The CFPB’s analysis is that the contemplated “restrictions would lead to a substantial reduction in the volume of covered short-term loans.”16 That is likely to be the case, regardless of the specific terms of a final rule. Forms of payday lending are already effectively banned in 15 states, and those bans will continue, as will other stricter state requirements. However, the Bureau does not appear prepared to ban payday lending and similar products, as some have advocated, but to keep small dollar short-term credit available.
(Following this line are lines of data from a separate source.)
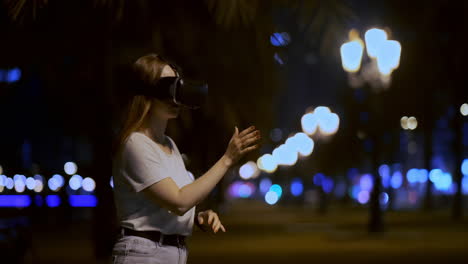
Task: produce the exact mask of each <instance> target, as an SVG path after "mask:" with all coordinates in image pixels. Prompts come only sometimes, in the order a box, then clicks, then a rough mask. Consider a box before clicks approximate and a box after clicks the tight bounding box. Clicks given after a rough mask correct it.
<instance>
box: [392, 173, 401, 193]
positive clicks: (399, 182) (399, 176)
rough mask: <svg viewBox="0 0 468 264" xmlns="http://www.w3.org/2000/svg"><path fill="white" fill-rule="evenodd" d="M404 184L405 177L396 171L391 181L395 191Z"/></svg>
mask: <svg viewBox="0 0 468 264" xmlns="http://www.w3.org/2000/svg"><path fill="white" fill-rule="evenodd" d="M402 184H403V175H402V174H401V172H400V171H395V172H394V173H393V175H392V179H391V180H390V185H391V186H392V188H393V189H398V188H400V187H401V185H402Z"/></svg>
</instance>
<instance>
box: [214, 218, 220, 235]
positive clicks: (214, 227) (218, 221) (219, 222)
mask: <svg viewBox="0 0 468 264" xmlns="http://www.w3.org/2000/svg"><path fill="white" fill-rule="evenodd" d="M220 227H221V222H219V221H218V222H217V223H216V225H213V233H215V234H216V233H218V230H219V228H220Z"/></svg>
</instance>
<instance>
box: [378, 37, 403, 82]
mask: <svg viewBox="0 0 468 264" xmlns="http://www.w3.org/2000/svg"><path fill="white" fill-rule="evenodd" d="M400 56H401V45H400V42H398V41H396V40H387V41H383V42H382V43H380V47H379V48H378V51H377V68H378V69H379V72H380V73H381V74H382V75H390V74H391V73H392V71H393V70H394V69H396V68H398V66H399V65H400Z"/></svg>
The Bureau’s contemplated nationwide commercial registry of short-term small dollar loans will likely be controversial from a privacy point of view. The contemplated use of an “all in” annual percentage rate that differs from the statutory definition set forth in the Truth in Lending Act may also spark controversy. With respect to deposit advance products offered by banks, the Bureau noted that recent guidance from the OCC and the FDIC have resulted in a sharp curtailment of the availability of these products. The Bureau sees its contemplated rule as a backstop if banking organizations decide to resume offering deposit advance products.

Finally, the Bureau’s citation to “abusive practices” rulemaking authority is significant. The CFPB has cited abusive practices as a basis for several enforcement actions, but not yet in a final regulation.